Finding FASTA records

To find specific FASTA records one can simply iterate over the individual records in a particular FASTA file and check if the description and/or sequence contains a particular string or regular expression. Let us therefore start by creating a tinyfasta.FastaParser instance.

>>> from tinyfasta import FastaParser
>>> fasta_parser = FastaParser('tests/data/dummy.fasta')

Matching based on the description line

Now let us look for a FASTA record where the description contains the string seq1.

>>> for fasta_record in fasta_parser:
...     if fasta_record.description.contains('seq1'):
...         print(fasta_record)
...
>seq1|contains 2x78 A's
AAAAAAAAAAAAAAAAAAAAAAAAAAAAAAAAAAAAAAAAAAAAAAAAAAAAAAAAAAAAAAAAAAAAAAAAAAAAA
AAAAAAAAAAAAAAAAAAAAAAAAAAAAAAAAAAAAAAAAAAAAAAAAAAAAAAAAAAAAAAAAAAAAAAAAAAAAA

Suppose we wanted to find all the FASTA records where the description line started with >seq1|, >seq2| or >seq3|. This query can be expressed using the regular expression below.

>>> import re
>>> search_term = re.compile(r'^>seq[1-3]\|')

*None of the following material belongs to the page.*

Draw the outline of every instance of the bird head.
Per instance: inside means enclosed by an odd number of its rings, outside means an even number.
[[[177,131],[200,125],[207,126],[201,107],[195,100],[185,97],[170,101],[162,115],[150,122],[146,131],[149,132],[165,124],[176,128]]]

We can use compiled regular expression to identify FASTA records of interest.

>>> for fasta_record in fasta_parser:
...     if fasta_record.description.contains(search_term):
...         print(fasta_record)
...
>seq1|contains 2x78 A's
AAAAAAAAAAAAAAAAAAAAAAAAAAAAAAAAAAAAAAAAAAAAAAAAAAAAAAAAAAAAAAAAAAAAAAAAAAAAA
AAAAAAAAAAAAAAAAAAAAAAAAAAAAAAAAAAAAAAAAAAAAAAAAAAAAAAAAAAAAAAAAAAAAAAAAAAAAA
>seq2|starts with ATTA motif in first line
ATTAAAAAAAAAAAAAAAAAAAAAAAAAAAAAAAAAAAAAAAAAAAAAAAAAAAAAAAAAAAAAAAAAAAAAAAAAA
AAAAAAAAAAAAAAAAAAAAAAAAAAAAAAAAAAAAAAAAAAAAAAAAAAAAAAAAAAAAAAAAAAAAAAAAAAAAA
>seq3|ends with ATTA motif in second line
AAAAAAAAAAAAAAAAAAAAAAAAAAAAAAAAAAAAAAAAAAAAAAAAAAAAAAAAAAAAAAAAAAAAAAAAAAAAA
AAAAAAAAAAAAAAAAAAAAAAAAAAAAAAAAAAAAAAAAAAAAAAAAAAAAAAAAAAAAAAAAAAAAAAAAAATTA

Matching based on the sequence

We can use a similar approach to check if a tinyfasta.FastaRecord contains a sequence motif.

Let us first look for records containing a simple ATTA motif.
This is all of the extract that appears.